We have trained Vision Transformer (ViT-B/16), ResNet-101 and ConvNext-B based models using our framework and evaluated the results on our snapshots dataset. We tabulate the corresponding accuracy and the class-wise precision, recall scores in Table 2. We also plot 2D U-MAP [20] embeddings of the vision backbone representations for images from our balanced test dataset in Fig. 3. We report the test dataset statistics in Table 1. We see that the vision transformer based model outperforms the other two on most metrics reported in Table 2. This is also corroborated by the comparatively well-separated clusters in Fig. 3. We believe that the inherent shape bias of vision transformers, as reported in [22], makes it more suitable than CNN-based architectures for landmark detection, since landmarks are reliably identified by their shape regardless of texture.

Table 2. Recall, precision scores and overall accuracy on snapshots dataset
Fig. 3.
figure 3

U-MAP embeddings of vision backbone representations with the color scheme: AO (Blue), ICV (Orange), Cec (Green), RecRF (Red), Purple (Other) (Color figure online)

8 Inference and Future Work

We achieve an overall landmark classification accuracy of 81.84% on a snapshot dataset of clinically relevant colon landmarks using a vision transformer backbone. We observe that a transformer based backbone outperforms other state-of-the-art CNN-based backbones such as ResNet-101 and ConvNext-B. We can visually see that well-separated representations on an independent, balanced test set imply a higher accuracy in Fig. 3. This may be due to the transformer’s inherently higher shape bias as reported by [22]. We hypothesize thus, since the accuracy trend is not completely explained by the number of parameters, with ViT-B/16 (86.6M) and ConvNext-B (89M) having a comparable number of parameters.

Further, the Rectum Retroflexion class has the highest precision and recall scores as well as the best separation on the U-MAP plots. This is because most RecRF frames are characterized by the presence of a metallic/plastic tube indicating the inversion of the colonoscope head. We further observe that the precision for AO and ICV classes is relatively lower. This is also evidenced by the poorer separation of the corresponding clusters in Fig. 3. This can be explained by the visual similarity between these two landmarks and other parts of the colon (labelled “Other"), making it a challenging task. Thus, we can conclude from our results that detecting subtle anatomical features (such as a cecum landmark) as opposed to specific shapes (such as the retroflexion tube) is challenging for the vision backbone.

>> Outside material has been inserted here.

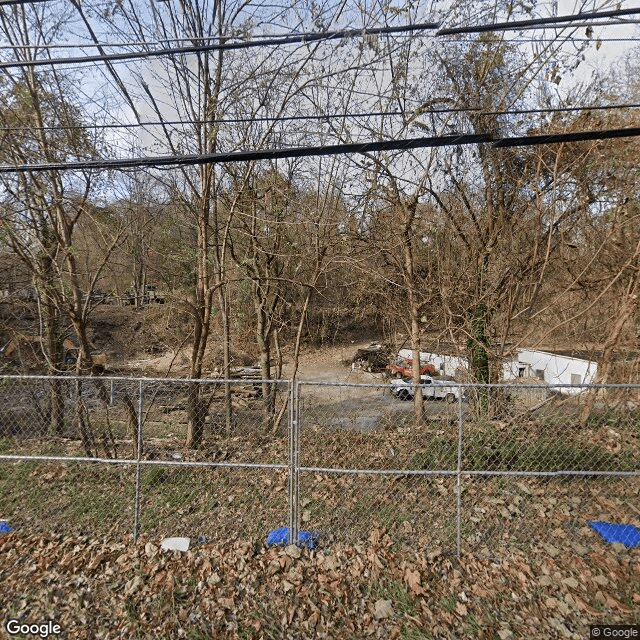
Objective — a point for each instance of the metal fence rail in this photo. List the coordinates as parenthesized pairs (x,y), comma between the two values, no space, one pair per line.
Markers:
(503,464)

Finally, we believe incorporating temporal information in our future work will help remove false positives for both these classes and improve precision. We also believe that more complex training techniques such as active learning, self-supervised pre-training can further improve the quality of features learned by the vision backbone and improve accuracy. So, we plan on incorporating them in our future pipeline. We also plan on including more landmark classes such as polyps and diverticula in the future.